The Complexity of Simple Matters

The army, for a period extending over many months, had imposed a rigid discipline on Jack MacRae. The Air Service had bestowed upon him a less rigorous discipline, but a far more exacting self-control. He was not precisely aware of it, but those four years had saved him from being a firebrand of sorts in his present situation, because there resided in him a fiery temper and a capacity for passionate extremes, and those years in the King's uniform, whatever else they may have done for him, had placed upon his headlong impulses manifold checks, taught him the vital necessity of restraint, the value of restraint.

If the war had made human life seem a cheap and perishable commodity, it had also worked to give men like MacRae a high sense of honor, to accentuate a natural distaste for lying and cheating, for anything that was mean, petty, ignoble. Perhaps the Air Service was unique in that it was at once the most dangerous and the most democratic and the most individual of all the organizations that fought the Germans. It had high standards. The airmen were all young, the pick of the nations, clean, eager, vigorous boys whose ideals were still undimmed. They lived and—as it happened—died in big moments. They trained with the gods in airy spaces and became men, those who survived.

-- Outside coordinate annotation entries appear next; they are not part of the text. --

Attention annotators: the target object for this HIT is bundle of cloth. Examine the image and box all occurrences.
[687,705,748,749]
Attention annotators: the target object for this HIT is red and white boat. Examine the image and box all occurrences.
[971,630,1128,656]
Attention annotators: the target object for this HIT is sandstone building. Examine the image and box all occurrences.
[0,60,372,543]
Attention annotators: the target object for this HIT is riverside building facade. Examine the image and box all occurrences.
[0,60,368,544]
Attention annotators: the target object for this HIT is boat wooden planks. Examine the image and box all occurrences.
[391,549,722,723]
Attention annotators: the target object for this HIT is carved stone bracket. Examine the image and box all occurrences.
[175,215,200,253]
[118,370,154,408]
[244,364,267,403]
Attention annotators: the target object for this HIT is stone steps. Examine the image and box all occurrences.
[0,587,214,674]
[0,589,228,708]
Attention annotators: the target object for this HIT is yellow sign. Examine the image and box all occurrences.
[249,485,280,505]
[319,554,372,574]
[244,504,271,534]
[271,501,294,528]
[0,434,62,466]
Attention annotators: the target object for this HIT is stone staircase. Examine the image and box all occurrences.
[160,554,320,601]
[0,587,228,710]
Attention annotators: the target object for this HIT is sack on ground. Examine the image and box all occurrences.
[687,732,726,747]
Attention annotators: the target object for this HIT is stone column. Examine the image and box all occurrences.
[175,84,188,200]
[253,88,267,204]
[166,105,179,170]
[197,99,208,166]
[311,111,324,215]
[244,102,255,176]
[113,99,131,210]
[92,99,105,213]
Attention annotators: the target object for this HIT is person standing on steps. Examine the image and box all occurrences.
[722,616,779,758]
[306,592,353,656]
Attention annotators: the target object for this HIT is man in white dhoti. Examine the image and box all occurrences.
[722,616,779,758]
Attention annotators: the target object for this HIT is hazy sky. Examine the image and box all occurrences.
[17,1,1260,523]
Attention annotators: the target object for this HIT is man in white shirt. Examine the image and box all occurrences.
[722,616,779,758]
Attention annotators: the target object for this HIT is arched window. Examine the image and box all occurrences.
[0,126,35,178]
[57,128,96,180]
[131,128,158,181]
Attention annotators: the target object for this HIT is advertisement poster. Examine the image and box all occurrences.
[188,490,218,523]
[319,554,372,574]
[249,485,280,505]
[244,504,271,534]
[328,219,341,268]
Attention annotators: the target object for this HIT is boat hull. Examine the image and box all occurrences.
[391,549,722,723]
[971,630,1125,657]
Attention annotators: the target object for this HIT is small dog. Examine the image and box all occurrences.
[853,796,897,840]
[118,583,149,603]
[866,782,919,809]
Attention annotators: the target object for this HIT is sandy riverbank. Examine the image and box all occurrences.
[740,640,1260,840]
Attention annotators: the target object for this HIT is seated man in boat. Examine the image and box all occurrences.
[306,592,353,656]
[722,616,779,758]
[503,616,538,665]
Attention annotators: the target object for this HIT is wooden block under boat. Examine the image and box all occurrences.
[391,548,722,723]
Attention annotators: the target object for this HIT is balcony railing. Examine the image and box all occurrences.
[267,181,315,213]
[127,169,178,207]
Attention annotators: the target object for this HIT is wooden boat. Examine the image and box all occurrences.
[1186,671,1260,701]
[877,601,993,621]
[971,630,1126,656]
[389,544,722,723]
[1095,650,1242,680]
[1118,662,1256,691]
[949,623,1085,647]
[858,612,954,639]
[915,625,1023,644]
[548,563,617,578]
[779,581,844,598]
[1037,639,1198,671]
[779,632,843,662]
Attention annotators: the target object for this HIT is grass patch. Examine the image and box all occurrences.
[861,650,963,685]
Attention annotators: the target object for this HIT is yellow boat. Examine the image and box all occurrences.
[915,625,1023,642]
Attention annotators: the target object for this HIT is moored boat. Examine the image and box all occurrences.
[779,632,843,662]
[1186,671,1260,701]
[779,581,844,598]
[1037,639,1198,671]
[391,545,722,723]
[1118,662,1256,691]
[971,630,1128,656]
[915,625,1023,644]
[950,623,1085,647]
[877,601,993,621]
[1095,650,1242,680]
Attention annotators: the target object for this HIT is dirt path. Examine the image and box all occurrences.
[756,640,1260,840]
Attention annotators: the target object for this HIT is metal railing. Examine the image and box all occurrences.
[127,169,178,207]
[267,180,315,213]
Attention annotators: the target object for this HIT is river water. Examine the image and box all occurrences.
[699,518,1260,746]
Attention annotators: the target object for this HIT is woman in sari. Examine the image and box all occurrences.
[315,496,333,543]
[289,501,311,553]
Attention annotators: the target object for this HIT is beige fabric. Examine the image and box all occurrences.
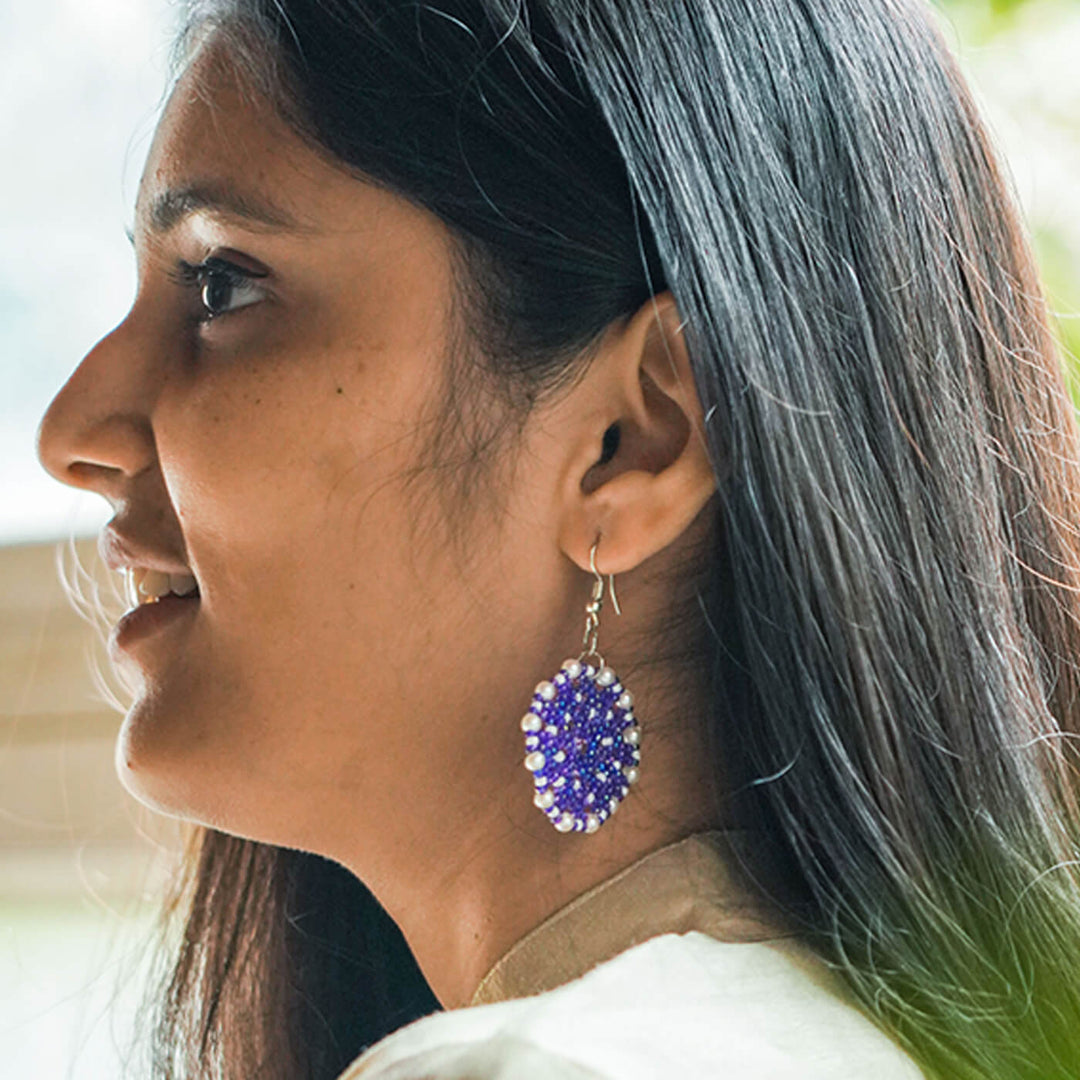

And the gods may launch destroying thunderbolts, but they do not lie or cheat or steal. An honest man may respect an honest enemy, and be roused to murderous fury by a common rascal's trickery.

When MacRae dropped his hook in Folly Bay he was two days overdue, for the first time in his fish-running venture. The trollers had promised to hold their fish. The first man alongside to deliver reminded him of this.

"Southeaster held you up, eh?" said he. "We fished in the lee off the top end. But we might as well have laid in. Held 'em too long for you."

"They spoiled before you could slough them on the cannery, eh?" MacRae observed.

"Most of mine did. They took some."

"How many of your fish went bad?" Jack asked.

"About twenty-five, I guess."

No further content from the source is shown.